Colorado Department of Transportation

Traffic congestion along I-25 is not just limited to Denver. It’s a problem in Northern Colorado, too.

To combat this, Colorado Department of Transportation officials want to extend an existing third lane from Longmont all the way to Fort Collins. While many local governments have expressed their support of the initial grant, there’s one sticking point that has yet to be resolved.

“Do you want to do it sooner, or do you want to wait until 2055,” said CDOT region director Johnny Olson at a recent meeting. “That’s the important question we’re trying to get at.”

If communities along the I-25 north corridor opt for the sooner option, the state will have to fund the project with help from a private company, which would manage the proposed toll lane.

CDOT is taking small steps toward this potential plan. Olson and others are pushing for $143 million dollars in competitive state grant dollars this month to help lay the groundwork.

“All that money leverages potential public-private partnerships from [Highway] 66 to [Highway] 14,” he said. “Hopefully this money and getting people engaged… we can get public-private partnerships to come in and help finance that.”

But some communities along I-25 don’t like another part of the plan. In order to entice private partners, the current proposal calls for transforming the existing third lane between Denver and Longmont into a toll lane.

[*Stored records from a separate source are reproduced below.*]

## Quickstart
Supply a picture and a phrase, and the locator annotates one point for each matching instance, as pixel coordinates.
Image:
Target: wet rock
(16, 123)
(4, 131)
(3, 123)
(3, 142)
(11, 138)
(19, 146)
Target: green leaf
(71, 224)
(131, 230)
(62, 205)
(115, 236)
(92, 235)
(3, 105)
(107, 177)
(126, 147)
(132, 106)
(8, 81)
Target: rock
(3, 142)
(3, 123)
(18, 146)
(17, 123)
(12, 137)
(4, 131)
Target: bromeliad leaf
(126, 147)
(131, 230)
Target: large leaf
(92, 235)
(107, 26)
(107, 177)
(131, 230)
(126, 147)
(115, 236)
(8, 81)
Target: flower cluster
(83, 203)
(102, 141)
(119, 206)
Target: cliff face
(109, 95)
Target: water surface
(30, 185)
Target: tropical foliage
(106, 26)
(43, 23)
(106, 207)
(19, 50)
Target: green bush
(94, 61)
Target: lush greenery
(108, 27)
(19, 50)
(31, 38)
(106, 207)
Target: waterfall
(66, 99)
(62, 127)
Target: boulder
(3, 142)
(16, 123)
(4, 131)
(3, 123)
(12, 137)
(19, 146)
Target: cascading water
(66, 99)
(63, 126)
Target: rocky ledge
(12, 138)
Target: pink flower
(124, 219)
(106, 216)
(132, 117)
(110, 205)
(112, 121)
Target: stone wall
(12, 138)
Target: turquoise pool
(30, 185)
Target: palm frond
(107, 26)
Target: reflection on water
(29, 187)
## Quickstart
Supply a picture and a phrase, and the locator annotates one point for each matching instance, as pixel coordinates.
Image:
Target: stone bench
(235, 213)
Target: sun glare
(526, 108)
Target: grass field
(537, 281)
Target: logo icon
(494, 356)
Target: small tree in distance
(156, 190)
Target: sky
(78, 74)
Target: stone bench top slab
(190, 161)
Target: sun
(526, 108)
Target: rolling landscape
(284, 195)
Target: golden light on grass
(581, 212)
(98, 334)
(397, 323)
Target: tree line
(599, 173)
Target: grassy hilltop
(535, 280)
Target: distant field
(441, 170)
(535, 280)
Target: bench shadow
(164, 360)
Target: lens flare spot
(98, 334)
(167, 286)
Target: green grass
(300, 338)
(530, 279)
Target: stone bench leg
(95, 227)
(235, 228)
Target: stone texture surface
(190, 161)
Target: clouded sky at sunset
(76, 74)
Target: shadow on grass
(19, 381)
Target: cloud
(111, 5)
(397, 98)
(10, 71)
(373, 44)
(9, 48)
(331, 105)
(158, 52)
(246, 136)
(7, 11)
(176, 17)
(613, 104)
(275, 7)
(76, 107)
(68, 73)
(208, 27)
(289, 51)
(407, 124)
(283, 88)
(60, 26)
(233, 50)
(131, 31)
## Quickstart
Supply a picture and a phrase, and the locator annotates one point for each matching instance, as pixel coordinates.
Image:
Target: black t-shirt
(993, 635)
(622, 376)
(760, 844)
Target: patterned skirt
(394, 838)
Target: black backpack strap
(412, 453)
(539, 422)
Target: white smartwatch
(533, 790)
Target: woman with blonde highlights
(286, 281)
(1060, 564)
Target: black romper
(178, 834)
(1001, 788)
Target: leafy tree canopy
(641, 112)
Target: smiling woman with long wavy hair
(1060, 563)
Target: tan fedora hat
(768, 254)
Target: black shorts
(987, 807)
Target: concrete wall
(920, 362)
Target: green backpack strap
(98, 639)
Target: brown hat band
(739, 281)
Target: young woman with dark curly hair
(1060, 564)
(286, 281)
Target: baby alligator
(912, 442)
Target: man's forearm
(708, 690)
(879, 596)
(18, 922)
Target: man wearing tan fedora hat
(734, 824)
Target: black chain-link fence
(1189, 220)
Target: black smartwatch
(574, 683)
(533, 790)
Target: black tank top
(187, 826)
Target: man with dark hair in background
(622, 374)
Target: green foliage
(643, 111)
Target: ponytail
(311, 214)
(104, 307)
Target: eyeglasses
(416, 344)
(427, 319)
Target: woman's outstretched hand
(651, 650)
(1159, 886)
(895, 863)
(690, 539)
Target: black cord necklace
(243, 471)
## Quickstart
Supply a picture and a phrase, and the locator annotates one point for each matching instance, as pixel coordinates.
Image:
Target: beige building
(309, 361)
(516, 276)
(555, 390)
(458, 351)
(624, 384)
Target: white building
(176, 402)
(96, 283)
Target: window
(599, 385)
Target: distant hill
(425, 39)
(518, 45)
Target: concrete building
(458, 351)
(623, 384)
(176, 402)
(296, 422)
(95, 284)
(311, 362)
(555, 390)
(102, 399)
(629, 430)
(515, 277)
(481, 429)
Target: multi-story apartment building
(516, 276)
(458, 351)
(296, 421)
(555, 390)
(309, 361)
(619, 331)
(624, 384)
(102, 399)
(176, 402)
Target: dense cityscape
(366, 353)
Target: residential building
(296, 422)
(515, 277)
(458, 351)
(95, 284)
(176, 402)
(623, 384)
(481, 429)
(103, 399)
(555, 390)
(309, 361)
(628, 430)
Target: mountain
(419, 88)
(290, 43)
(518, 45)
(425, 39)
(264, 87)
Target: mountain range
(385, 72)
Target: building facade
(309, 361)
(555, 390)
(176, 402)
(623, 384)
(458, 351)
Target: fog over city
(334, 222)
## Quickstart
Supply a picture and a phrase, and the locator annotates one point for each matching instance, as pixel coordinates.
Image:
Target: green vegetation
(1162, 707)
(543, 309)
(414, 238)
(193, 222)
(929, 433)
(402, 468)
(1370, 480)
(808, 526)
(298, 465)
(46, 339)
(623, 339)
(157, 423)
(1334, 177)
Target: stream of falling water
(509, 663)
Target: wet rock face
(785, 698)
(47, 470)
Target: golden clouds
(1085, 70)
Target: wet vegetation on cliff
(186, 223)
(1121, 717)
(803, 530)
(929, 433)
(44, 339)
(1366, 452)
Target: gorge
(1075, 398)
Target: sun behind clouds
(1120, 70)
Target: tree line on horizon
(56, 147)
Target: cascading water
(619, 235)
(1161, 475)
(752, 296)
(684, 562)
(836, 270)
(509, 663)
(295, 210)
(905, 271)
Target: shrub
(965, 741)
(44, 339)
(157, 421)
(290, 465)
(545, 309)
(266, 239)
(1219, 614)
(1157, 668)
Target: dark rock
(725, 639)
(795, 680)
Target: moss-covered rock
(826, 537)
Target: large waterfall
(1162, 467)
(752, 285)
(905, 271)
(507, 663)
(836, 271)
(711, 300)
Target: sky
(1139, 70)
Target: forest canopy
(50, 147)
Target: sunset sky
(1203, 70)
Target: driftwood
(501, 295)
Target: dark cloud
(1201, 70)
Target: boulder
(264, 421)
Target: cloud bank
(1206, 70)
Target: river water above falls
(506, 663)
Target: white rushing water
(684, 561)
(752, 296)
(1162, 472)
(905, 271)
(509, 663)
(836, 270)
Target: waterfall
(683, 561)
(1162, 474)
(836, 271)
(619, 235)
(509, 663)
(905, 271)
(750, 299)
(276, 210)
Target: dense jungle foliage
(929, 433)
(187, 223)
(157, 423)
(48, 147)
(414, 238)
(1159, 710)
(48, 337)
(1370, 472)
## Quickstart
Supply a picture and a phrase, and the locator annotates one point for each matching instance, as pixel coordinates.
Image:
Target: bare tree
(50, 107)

That doesn’t sit well with Weld County commissioner Sean Conway, who says his county prioritized funding and building that third free lane between Denver and Longmont more than a decade ago.

“It’s kind of a little unfair for the communities to the north who didn’t exercise that planning to come back and say, ‘We need one of your free lanes to toll so we can make this other project north of 66 to Highway 14 doable,’” said Conway.

For the process of building a third lane along I-25 to move forward, unanimous consent from local governments like Weld County is needed. To that end, local officials are meeting Wednesday night in the hopes of forming an I-25 coalition--that could offer a single unified voice to the project.